Em isolamento, a única forma de ter alguém em minha foto era saindo de trás da câmera e encarando minha própria lente, o que nunca havia acontecido e agora é uma nova forma de linguagem que carrego. Falei sobre mim, mas também me usei pra contar a história de outros. “Pedro espera” fala de saudade em tempos de isolamento e da ansia por respirar o mundo enquanto trancado. Da luta interna pra viver bem consigo mesmo enquanto nos sentimos impotentes por não conseguir melhorar a vida de outros. Fala das nossas diárias relações com o que nos cerca fisicamente (offline), onde nos apoiamos com o que temos, como aquele privilegiado canto onde bate um sol.
A série relata a passagem do tempo em um só dia. Contando de sonhos e visões, à localização física e período histórico. Para isso, as fotos transitam entre o abstrato e o literal, entre o lúdico e o documental.
Falando sobre uma rotina pessoal com um olhar tão próximo que chega a despir o fotografado, o ensaio possui fotos íntimas e cria de imagens nostálgicas de imaginações quase infantis (foto da folha, com um formato de boca) à lembranças afetivas (foto do banheiro) e desejos sexuais em meio à um período de isolamento social (foto da mão segurando o edredom).
As fotos foram feitas na casa dos meus pais, que me salvaram na pandemia da COVID-19, me acolhendo mais uma vez quando perdi todos meus trabalhos e possibilidades do ir e vir.
Como as fotos seriam sobre mim e o que me cercava, tudo o que eu precisava já estava lá. Mas ao invés de começar a fotografar imediatamente, passei os primeiros dias me proibindo de usar a câmera pra poder me perceber e perceber melhor o espaço ao redor. O que era importante para saber o que falar e como falar disso, montando tudo primeiro na imaginação e bloco de notas.

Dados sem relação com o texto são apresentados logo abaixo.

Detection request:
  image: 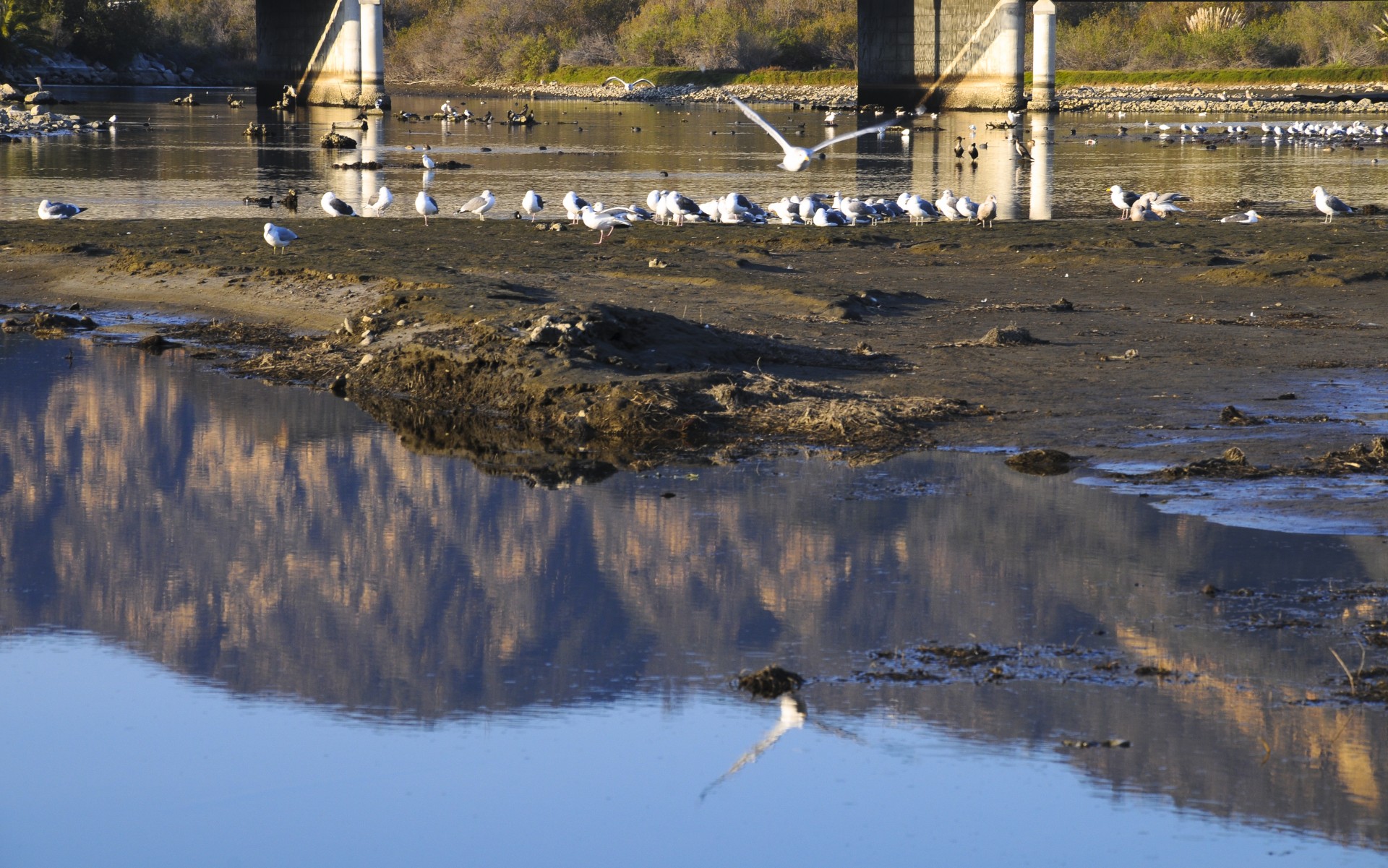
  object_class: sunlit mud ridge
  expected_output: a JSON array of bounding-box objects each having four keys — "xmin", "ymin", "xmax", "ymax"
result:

Quando vi o edital restavam menos de uma semana, então fiz um roteiro de que fotos seriam feitas em cada dia (por estar dividindo um espaço e ter uma narrativa que se passa em um só dia, o horário em que seria feita a foto importava muito), e então na maioria das fotos usei um tripé, ás vezes suspenso por uma corda e também um dispositivo para acionar a câmera à distância. Tudo com luz natural, o que condiz com a narrativa.
A edição foi também diferente, já que em tempos de isolamento, o encontro pra mostrar um trabalho e a troca de idéias e sentimentos, que tanto gosto e aproveito, não eram possíveis. Mas diferença essa que também foi bem usada para a série, já que essa falava também sobre “se bastar mais”, por exemplo. Tive assim uma fala ainda mais pessoal, interna e original nessa essa edição.

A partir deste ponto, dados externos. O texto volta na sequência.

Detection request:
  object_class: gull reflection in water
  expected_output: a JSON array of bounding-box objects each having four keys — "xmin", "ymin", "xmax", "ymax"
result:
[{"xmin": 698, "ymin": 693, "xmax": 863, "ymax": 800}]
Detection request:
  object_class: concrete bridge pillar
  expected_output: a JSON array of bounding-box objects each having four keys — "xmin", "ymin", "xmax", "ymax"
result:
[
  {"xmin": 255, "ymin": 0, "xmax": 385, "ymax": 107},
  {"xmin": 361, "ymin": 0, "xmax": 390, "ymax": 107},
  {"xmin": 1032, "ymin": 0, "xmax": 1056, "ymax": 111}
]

- Como ela dialoga com o contexto atual?
No começo da pandemia eu senti muita frustração por não poder fotografar pessoas na rua, fotografar uma das “caras do problema”, como trabalhadores arriscando suas vidas sem suporte do estado ou reconhecimento na sociedade. Então no começo, na verdade, eu fui quase que forçado à linguagem do autorretrato pra abordar um tema pessoal, já que era o que estava ao meu alcance. Abordei um tema pessoal e interno, que era ao mesmo tempo, comum entre muitos em momentos de isolamento social. Me usei pra contar a história também de outros.

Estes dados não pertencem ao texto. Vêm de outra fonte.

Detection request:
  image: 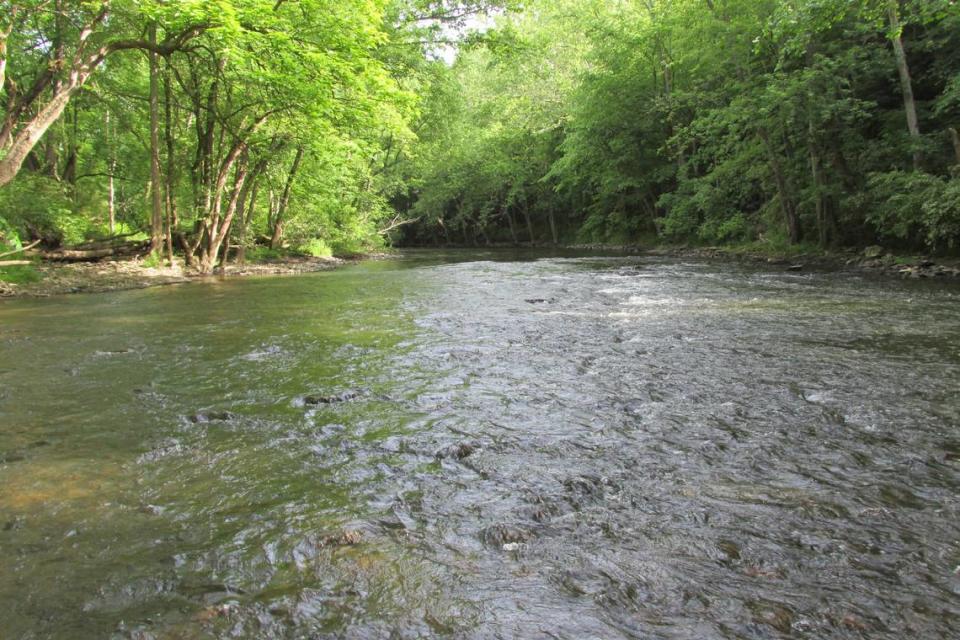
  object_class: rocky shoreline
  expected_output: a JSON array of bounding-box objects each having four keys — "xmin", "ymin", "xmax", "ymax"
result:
[
  {"xmin": 0, "ymin": 256, "xmax": 377, "ymax": 298},
  {"xmin": 0, "ymin": 245, "xmax": 960, "ymax": 299}
]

A série fala sobre saudade, sobre necessidade de conviver consigo mesmo. Fala de um anseio de respirar o mundo enquanto trancado. Da sensação de impotência e frustração ao ter que lutar contra problemas internos enquanto pessoas sofrem ainda mais lá fora. É sobre lutas internas e cotidianas, de dias às vezes intermináveis. Questões que nunca foram assunto pra minha fotografia, mas que viraram um grande questionamento meu quando vi que apesar de comum entre muitos dos que conheço neste momento da pandemia do Covid-19, não estavam presentes nos jornais que meus pais assistiam na TV, por exemplo.
O ensaio reflete por mim o anseio de muitos, que apesar da ansia em ajudar “lá fora”, precisaram cuidar do que está dentro.